Peleé con todas mis fuerzas para resistir. Peleé y perdí. Nada pude hacer para imponer un mínimo de racionalidad en la atracción desbocada que aquel hombre me había hecho sentir. Por mucho que busqué alrededor, incapaz fui de encontrar recursos, fuerzas o asideros a los que agarrarme para evitar que me arrastrara. Ni el proyecto de marido con el que tenía previsto casarme en menos de un mes, ni la madre íntegra que tanto se había esforzado para sacarme adelante hecha una mujer decente y responsable. Ni siquiera me frenó la incertidumbre de no saber apenas quién era aquel extraño y qué me guardaba el destino a su lado.
Nueve días después de la primera visita a la casa Hispano-Olivetti, regresé. Como en las veces anteriores, volvió a saludarme el tintineo de la campanilla sobre la puerta. Ningún vendedor gordo acudió a mi encuentro, ningún mozo de almacén, ningún otro empleado. Tan sólo me recibió Ramiro.
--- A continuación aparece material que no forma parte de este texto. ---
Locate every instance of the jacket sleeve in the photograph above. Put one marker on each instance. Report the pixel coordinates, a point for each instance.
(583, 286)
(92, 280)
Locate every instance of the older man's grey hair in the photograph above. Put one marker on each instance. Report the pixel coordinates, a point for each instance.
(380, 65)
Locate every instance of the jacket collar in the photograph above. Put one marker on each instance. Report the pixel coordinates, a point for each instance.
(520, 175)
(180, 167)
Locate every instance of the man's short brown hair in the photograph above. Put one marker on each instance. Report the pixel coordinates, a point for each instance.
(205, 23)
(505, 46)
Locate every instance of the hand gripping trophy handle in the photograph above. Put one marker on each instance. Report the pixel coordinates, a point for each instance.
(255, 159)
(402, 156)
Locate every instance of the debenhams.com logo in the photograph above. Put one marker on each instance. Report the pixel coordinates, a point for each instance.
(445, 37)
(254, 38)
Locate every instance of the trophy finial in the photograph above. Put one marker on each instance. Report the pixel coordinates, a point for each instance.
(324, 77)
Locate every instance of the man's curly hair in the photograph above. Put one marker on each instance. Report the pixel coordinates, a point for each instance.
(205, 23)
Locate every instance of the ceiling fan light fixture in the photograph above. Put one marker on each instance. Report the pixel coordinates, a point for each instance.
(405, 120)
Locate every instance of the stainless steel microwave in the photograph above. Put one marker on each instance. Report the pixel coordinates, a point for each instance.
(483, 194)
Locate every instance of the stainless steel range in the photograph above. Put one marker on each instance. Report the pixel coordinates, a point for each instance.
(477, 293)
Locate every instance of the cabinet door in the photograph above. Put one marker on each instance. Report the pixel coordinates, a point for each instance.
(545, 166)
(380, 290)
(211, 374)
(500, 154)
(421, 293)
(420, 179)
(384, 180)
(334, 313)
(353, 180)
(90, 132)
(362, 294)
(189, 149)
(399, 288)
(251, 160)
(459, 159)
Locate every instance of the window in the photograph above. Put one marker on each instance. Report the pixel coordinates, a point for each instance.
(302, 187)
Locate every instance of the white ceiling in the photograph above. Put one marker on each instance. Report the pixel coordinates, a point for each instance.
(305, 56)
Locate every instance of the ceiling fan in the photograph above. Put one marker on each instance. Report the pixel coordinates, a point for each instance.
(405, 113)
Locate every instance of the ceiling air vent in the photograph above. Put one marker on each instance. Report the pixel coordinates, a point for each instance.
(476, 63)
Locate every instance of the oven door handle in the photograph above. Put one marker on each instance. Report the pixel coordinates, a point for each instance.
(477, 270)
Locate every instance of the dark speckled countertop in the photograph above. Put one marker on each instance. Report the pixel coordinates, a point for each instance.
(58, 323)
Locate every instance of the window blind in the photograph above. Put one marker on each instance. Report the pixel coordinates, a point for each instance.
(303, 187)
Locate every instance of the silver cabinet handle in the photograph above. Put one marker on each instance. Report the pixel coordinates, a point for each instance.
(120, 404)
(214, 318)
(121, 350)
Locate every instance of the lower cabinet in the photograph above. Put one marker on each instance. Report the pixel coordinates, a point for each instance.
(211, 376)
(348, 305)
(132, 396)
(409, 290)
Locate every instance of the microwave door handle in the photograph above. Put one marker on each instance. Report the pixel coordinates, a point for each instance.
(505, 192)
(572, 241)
Me acerqué intentando que mi paso sonara firme, llevaba las palabras preparadas. No se las pude decir. No me dejó. En cuanto me tuvo a su alcance, me rodeó la nuca con la mano y plasmó en mi boca un beso tan intenso, tan carnoso y prolongado que mi cuerpo quedó sobrecogido, a punto de derretirse y convertirse en un charco de melaza.
Ramiro Arribas tenía treinta y cuatro años, un pasado de idas y venidas, y una capacidad de seducción tan poderosa que ni un muro de hormigón habría podido contenerla. Atracción, duda y angustia primero. Abismo y pasión después. Bebía el aire que él respiraba y a su lado caminaba a dos palmos por encima de los adoquines. Podrían desbordarse los ríos, desplomarse los edificios y borrarse las calles de los mapas; podría juntarse el cielo con la tierra y el universo entero hundirse a mi pies que yo lo soportaría si Ramiro estaba allí.